Une espèce de fourmis s'est révélée capable d'utiliser du sable en construisant des passerelles pour exploiter une source d'eau sucrée sans s'y noyer. Dans l'expérience, relatée jeudi par la British Ecological Society, on a présenté à des fourmis de l'eau sucrée, dont elles sont friandes, dans des petites coupelles. Puis on a modifié, avec un liquide tensioactif, la portance du liquide, accroissant le risque pour ces insectes de s'y noyer quand elles s'y aventuraient. Disposant d'une source de sable à proximité, les fourmis en ont alors accumulé les grains sur les parois intérieures et extérieures des coupelles, formant ainsi des sortes de passerelles. Ces dernières ont siphonné l'eau sucrée par un phénomène classique de capillarité, comme celui qu'on observe avec le sable d'une berge, qui est gorgé d'eau. Il ne restait plus alors aux fourmis qu'à accéder sans risque à la précieuse ressource. "La fabrication d'un +siphon+ pour obtenir une source d'aliment liquide n'a jamais encore été rapportée dans le monde animal", selon les auteurs de l'étude, des chercheurs d'une Université agricole chinoise à Wuhan et d'un laboratoire américain du Mississippi étudiant les insectes ravageurs.

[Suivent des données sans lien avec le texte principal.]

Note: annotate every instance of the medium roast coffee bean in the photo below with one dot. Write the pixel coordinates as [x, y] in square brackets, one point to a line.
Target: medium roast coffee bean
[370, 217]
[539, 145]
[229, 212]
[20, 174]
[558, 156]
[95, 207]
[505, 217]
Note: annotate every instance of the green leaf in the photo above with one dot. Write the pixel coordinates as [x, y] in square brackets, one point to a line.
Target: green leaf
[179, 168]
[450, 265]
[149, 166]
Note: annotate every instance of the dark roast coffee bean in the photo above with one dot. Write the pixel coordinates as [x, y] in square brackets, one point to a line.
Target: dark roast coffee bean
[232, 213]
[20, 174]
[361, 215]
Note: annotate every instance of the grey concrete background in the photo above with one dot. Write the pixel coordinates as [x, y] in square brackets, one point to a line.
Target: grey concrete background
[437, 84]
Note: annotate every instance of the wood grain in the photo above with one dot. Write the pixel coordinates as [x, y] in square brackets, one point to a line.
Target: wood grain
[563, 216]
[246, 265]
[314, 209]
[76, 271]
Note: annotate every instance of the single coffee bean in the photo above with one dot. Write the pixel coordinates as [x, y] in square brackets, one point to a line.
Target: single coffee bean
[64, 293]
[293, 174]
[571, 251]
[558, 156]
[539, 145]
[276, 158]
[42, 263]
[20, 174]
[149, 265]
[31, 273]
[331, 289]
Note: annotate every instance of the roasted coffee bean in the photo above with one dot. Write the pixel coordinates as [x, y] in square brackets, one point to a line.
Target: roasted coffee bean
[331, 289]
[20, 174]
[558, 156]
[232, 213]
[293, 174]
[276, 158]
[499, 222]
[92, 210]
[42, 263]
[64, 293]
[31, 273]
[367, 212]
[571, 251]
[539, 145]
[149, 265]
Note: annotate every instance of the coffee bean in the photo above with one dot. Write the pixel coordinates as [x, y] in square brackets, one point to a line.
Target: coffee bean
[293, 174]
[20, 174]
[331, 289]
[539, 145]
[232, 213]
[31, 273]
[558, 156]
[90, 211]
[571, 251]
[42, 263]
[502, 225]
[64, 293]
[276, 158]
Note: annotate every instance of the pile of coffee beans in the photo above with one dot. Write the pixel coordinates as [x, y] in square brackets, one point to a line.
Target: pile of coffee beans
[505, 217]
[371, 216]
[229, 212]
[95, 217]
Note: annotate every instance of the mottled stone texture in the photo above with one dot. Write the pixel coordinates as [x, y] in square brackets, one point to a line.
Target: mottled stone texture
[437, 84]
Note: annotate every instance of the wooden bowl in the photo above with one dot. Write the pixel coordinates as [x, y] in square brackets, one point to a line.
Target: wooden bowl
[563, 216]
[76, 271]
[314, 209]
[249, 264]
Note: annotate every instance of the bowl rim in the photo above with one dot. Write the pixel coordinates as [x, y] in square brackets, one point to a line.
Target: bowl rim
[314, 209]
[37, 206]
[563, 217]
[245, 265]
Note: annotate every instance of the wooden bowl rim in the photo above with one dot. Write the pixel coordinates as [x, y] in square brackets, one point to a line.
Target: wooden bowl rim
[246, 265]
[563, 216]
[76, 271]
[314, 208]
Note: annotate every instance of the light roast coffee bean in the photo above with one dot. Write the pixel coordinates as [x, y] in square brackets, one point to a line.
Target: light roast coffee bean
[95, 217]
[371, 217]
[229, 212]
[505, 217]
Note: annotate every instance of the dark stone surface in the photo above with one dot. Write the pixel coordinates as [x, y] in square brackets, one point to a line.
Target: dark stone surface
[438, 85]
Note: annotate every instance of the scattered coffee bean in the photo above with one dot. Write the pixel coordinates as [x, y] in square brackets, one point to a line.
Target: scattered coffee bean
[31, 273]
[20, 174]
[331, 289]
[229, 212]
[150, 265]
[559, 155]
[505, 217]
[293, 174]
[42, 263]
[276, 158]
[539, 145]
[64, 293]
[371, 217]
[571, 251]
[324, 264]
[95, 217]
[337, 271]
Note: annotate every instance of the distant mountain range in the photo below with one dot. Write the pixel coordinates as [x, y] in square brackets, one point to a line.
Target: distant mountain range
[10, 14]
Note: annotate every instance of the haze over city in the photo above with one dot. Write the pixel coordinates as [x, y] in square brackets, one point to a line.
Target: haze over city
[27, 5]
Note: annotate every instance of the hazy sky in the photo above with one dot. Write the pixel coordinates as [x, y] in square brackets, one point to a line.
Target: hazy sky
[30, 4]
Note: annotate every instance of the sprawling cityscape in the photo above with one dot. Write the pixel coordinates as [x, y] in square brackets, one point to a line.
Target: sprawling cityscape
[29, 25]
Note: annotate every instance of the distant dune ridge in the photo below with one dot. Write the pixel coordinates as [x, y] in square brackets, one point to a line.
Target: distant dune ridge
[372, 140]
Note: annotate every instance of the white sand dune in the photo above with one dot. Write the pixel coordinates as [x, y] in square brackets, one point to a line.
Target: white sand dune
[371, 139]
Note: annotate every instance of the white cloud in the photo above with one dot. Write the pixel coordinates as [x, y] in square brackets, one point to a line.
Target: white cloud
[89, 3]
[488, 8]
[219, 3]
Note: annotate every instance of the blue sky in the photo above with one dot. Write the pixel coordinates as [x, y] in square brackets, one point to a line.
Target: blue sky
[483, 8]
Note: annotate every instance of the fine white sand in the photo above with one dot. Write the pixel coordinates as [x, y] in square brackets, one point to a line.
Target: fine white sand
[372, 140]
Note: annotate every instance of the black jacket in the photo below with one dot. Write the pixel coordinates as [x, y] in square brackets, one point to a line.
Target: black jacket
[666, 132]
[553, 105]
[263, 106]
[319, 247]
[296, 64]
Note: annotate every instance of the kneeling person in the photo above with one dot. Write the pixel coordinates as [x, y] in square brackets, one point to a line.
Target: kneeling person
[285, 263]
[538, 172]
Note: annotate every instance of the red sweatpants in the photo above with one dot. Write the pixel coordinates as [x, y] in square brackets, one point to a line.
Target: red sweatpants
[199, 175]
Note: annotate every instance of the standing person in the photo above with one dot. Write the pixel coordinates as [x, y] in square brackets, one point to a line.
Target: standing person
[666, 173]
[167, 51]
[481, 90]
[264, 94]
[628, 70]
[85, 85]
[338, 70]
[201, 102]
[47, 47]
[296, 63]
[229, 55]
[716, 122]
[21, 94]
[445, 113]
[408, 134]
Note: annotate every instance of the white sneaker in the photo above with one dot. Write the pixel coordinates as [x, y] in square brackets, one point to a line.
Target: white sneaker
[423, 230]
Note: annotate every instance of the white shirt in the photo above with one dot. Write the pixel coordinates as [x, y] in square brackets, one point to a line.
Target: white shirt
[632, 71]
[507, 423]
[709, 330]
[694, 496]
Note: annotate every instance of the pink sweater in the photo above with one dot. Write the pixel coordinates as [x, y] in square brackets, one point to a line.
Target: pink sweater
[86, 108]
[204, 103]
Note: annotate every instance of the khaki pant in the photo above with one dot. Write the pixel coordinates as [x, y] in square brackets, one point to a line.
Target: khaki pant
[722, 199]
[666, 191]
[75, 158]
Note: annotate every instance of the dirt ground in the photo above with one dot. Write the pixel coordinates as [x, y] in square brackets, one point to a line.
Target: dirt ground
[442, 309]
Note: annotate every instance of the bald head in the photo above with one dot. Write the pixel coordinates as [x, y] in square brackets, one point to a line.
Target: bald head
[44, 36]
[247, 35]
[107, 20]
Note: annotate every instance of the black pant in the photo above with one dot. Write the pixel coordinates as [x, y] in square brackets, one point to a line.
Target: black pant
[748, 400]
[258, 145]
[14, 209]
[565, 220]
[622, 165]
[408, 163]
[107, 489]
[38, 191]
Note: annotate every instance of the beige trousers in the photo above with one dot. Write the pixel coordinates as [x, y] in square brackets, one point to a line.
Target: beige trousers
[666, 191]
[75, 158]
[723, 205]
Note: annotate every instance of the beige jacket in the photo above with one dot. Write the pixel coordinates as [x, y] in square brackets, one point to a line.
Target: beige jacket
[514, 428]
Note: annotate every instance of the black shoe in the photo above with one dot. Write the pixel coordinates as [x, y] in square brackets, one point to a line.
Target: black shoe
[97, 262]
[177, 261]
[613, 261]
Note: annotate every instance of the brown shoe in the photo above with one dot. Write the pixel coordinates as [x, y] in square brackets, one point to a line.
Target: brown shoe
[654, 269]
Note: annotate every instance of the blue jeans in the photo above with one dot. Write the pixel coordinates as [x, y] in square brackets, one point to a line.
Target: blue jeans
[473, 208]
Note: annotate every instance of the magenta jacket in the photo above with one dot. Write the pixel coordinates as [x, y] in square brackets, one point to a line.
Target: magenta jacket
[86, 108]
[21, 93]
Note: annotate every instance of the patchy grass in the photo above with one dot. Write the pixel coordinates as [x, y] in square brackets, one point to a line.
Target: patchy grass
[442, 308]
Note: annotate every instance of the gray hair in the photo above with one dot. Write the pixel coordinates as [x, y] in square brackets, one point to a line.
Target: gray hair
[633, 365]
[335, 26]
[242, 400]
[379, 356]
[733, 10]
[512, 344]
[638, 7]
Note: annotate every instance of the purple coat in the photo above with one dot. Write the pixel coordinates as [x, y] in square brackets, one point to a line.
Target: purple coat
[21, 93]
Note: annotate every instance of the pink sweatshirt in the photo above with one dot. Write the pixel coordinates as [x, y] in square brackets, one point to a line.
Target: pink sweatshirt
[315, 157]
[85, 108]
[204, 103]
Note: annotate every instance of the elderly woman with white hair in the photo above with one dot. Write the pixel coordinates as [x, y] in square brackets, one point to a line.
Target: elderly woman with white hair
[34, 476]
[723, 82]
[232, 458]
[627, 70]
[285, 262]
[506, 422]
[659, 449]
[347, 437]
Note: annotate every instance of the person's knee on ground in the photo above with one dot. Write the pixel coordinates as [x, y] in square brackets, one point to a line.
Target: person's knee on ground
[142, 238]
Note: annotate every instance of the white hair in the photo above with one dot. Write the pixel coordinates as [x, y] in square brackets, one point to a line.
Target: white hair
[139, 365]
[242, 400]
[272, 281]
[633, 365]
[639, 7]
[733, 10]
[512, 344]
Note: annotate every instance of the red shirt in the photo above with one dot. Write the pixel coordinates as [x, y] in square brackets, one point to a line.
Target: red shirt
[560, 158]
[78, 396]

L'utilisation d'outils par des animaux est un fait aujourd'hui bien établi. Chez les primates mais aussi les oiseaux, avec par exemple des chimpanzés et des corbeaux calédoniens utilisant des tiges pour atteindre une source de nourriture. Des capacités observées chez de nombreux insectes, dont les fourmis. L'étude publiée jeudi s'est penchée sur le comportement de Solenopsis richteri, -la fourmi de feu noire importée-, endémique en Amérique du sud et apparue aux Etats-Unis.

Comme ses cousines de la sous-famille des Myrmicinae, un abdomen non extensible limite sa capacité à stocker et transporter un liquide nourricier. Pour y pallier, au moins deux espèces de ces fourmis savent choisir le matériau, -sable, morceau de sol ou de feuille-, le mieux adapté à son imprégnation d'un liquide alimentaire, - pulpe de fruit ou fluide d'un arthropode comme l'araignée, par exemple -, a montré une étude de 2016 menée par une équipe de chercheurs de l'Université hongroise de Szeged. Interrogé par l'AFP sur l'étude consacrée à Solenopsis richteri, Bernard Werber, le journaliste scientifique et auteur de la saga des fourmis, ne s'est pas dit surpris de ces observations : "Elles sont en permanence en train de tester des choses et d'évoluer". Rappelant que cet hyménoptère compte pas moins de 12.000 espèces, il a souligné que "des tas d'entre elles ont trouvé des solutions différentes à des problèmes différents". Et que les observations à venir "nous surprendront toujours".